Crucially, psychopaths are not psychotic. They’re not schizophrenic. They’re not bipolar. They see the world as it is. In fact, they see the world in some ways more clearly than normal humans because they carefully observe human emotion and behavior dispassionately. They are incredible chameleons, capable of shape-shifting and lying and faking in the extreme. They find human emotions puzzling and alien, since they cannot feel themselves, but they recognize that it drives humans and can be used to manipulate them—they simply must put on a face, read their lines, and with any luck they might convince someone that they have feelings too. “Astute observers,” Dr. Hare notes, “often get the impression that psychopaths are play-acting, mechanically ‘reading their lines.’”

It follows that psychopaths have a great capacity to prey on humans. Here are some important statistics which you need to etch into your brain. Psychopaths—people born biologically without a conscience—make up around 1% of the population. They make up 20 percent of the prison population. They commit 50% of the serious crimes. All according to Dr.
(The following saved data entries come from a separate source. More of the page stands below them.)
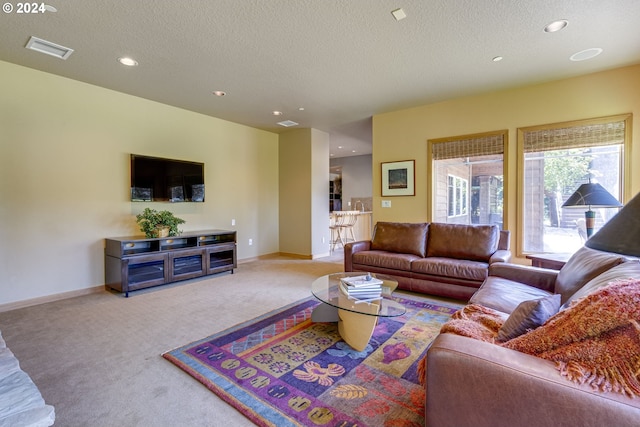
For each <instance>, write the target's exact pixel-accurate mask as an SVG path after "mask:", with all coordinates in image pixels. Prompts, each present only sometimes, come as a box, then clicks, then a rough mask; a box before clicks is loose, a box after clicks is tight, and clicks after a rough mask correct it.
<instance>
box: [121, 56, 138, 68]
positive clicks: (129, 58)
mask: <svg viewBox="0 0 640 427" xmlns="http://www.w3.org/2000/svg"><path fill="white" fill-rule="evenodd" d="M118 62H119V63H121V64H122V65H126V66H127V67H135V66H137V65H138V61H136V60H135V59H133V58H129V57H128V56H123V57H121V58H118Z"/></svg>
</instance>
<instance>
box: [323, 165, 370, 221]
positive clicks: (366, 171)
mask: <svg viewBox="0 0 640 427" xmlns="http://www.w3.org/2000/svg"><path fill="white" fill-rule="evenodd" d="M371 158H372V156H371V154H365V155H361V156H348V157H338V158H337V159H331V161H330V163H331V166H340V167H341V168H342V210H345V211H347V210H351V209H355V208H356V206H349V203H350V202H351V199H353V198H356V197H371V195H372V194H373V188H372V182H373V170H372V166H371Z"/></svg>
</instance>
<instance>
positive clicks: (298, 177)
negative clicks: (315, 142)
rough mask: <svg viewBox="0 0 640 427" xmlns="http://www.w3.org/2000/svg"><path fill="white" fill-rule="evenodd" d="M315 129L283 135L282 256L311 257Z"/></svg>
mask: <svg viewBox="0 0 640 427" xmlns="http://www.w3.org/2000/svg"><path fill="white" fill-rule="evenodd" d="M311 148H312V147H311V129H309V128H304V129H294V130H290V131H287V132H285V133H282V134H280V146H279V164H280V170H279V173H280V178H279V180H280V184H279V194H280V204H279V209H280V239H279V240H280V252H283V253H288V254H297V255H302V256H311V207H312V205H311V191H310V189H311V182H312V181H311V178H312V176H311V160H312V150H311Z"/></svg>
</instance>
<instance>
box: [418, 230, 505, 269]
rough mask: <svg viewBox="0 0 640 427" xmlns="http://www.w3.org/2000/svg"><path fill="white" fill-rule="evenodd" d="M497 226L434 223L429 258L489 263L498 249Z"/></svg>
mask: <svg viewBox="0 0 640 427" xmlns="http://www.w3.org/2000/svg"><path fill="white" fill-rule="evenodd" d="M499 243H500V229H499V228H498V226H497V225H463V224H444V223H437V222H432V223H431V224H430V225H429V240H428V244H427V256H429V257H444V258H455V259H468V260H471V261H481V262H488V261H489V258H491V255H493V253H494V252H495V251H496V250H497V249H498V244H499Z"/></svg>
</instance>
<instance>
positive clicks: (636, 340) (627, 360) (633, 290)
mask: <svg viewBox="0 0 640 427" xmlns="http://www.w3.org/2000/svg"><path fill="white" fill-rule="evenodd" d="M636 319H640V280H634V279H628V280H620V281H616V282H613V283H611V284H610V285H608V286H605V287H602V288H600V289H597V290H595V291H594V292H592V293H591V294H589V295H587V296H586V297H584V298H582V299H580V300H578V301H577V302H576V303H575V304H574V305H572V306H571V307H569V308H567V309H566V310H564V311H561V312H560V313H558V314H556V315H555V316H553V317H552V318H551V319H549V320H548V321H547V322H546V323H545V324H544V325H542V326H540V327H539V328H536V329H534V330H533V331H530V332H528V333H526V334H523V335H520V336H519V337H516V338H514V339H512V340H509V341H507V342H505V343H501V344H500V345H501V346H503V347H506V348H510V349H512V350H517V351H520V352H522V353H527V354H531V355H533V356H537V357H540V358H543V359H547V360H551V361H553V362H555V364H556V368H557V369H558V370H559V371H560V373H561V374H562V375H563V376H565V377H566V378H568V379H570V380H572V381H575V382H576V383H579V384H589V385H591V386H592V387H593V388H594V389H596V390H599V391H602V392H618V393H622V394H626V395H628V396H631V397H640V369H639V368H638V367H640V325H639V324H638V321H637V320H636Z"/></svg>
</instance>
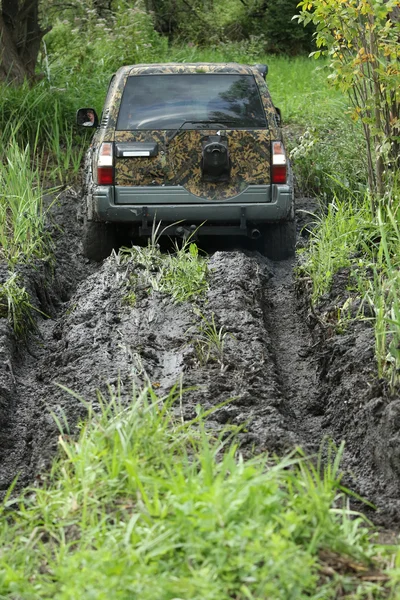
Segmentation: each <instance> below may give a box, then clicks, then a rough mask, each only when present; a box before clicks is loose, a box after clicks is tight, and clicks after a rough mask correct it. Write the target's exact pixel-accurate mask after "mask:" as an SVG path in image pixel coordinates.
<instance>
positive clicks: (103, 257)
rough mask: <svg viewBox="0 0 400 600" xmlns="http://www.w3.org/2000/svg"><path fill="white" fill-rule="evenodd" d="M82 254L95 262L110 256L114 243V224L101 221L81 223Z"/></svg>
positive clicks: (114, 229)
mask: <svg viewBox="0 0 400 600" xmlns="http://www.w3.org/2000/svg"><path fill="white" fill-rule="evenodd" d="M82 242H83V254H84V256H86V257H87V258H90V260H95V261H97V262H99V261H101V260H103V258H107V256H110V254H111V252H112V250H113V248H114V247H115V243H116V231H115V225H113V224H110V223H103V222H101V221H88V220H87V218H85V219H84V223H83V239H82Z"/></svg>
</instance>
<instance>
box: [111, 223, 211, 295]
mask: <svg viewBox="0 0 400 600" xmlns="http://www.w3.org/2000/svg"><path fill="white" fill-rule="evenodd" d="M116 260H117V262H119V263H120V262H122V263H128V262H130V263H131V264H135V265H140V266H141V267H143V269H142V270H141V271H139V272H137V271H135V272H134V273H133V274H132V275H130V277H129V279H128V281H127V292H126V296H125V299H126V301H127V302H130V303H132V301H133V302H136V294H135V288H136V287H137V286H139V287H143V286H144V287H148V288H149V289H152V290H155V291H158V292H162V293H165V294H168V295H169V296H172V298H173V299H174V301H175V302H186V301H191V300H196V299H199V298H200V297H201V296H202V295H203V294H204V293H205V292H206V290H207V289H208V281H207V272H208V268H207V260H206V257H204V256H202V255H201V254H200V253H199V250H198V248H197V245H196V244H195V243H193V242H190V240H188V241H186V242H184V243H183V244H182V246H178V244H176V246H175V251H174V252H173V253H162V252H161V251H160V248H159V246H158V240H157V238H156V232H154V234H153V238H152V240H149V243H148V245H147V246H146V247H144V248H142V247H140V246H133V247H131V248H126V247H124V248H121V250H120V253H119V255H118V256H116Z"/></svg>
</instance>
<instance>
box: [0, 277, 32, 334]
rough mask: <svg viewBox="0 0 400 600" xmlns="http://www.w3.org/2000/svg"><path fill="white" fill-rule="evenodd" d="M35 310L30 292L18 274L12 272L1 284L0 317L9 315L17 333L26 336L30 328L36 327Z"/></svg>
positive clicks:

Hare and reiterated by other experts. Let me rephrase and reiterate that: psychopaths commit 50 times as many serious crimes as regular humans.

Not surprisingly, psychopaths are drawn to government and other cutthroat leadership positions where they can control others. In fact, they’re very good in these roles and ascend quickly. It’s entirely possible, though here we get into speculation, that around 10% of government leaders are psychopaths. Give or take. It could be much higher. Think about what this means for your understanding of the world. Many people think that the government exists to help them. They say to themselves that “surely people wouldn’t do something like that. They wouldn’t try to take advantage of us. They at least have some greater good in mind.” What they miss, besides the entirety of history, is that these “people” are not actually people but psychopaths, whose entire motivation is power and control. And they could not care less about you and your well-being. As Dr. Hare has remarked: “Serial killers ruin families. Corporate and political and religious psychopaths ruin economies. They ruin societies.”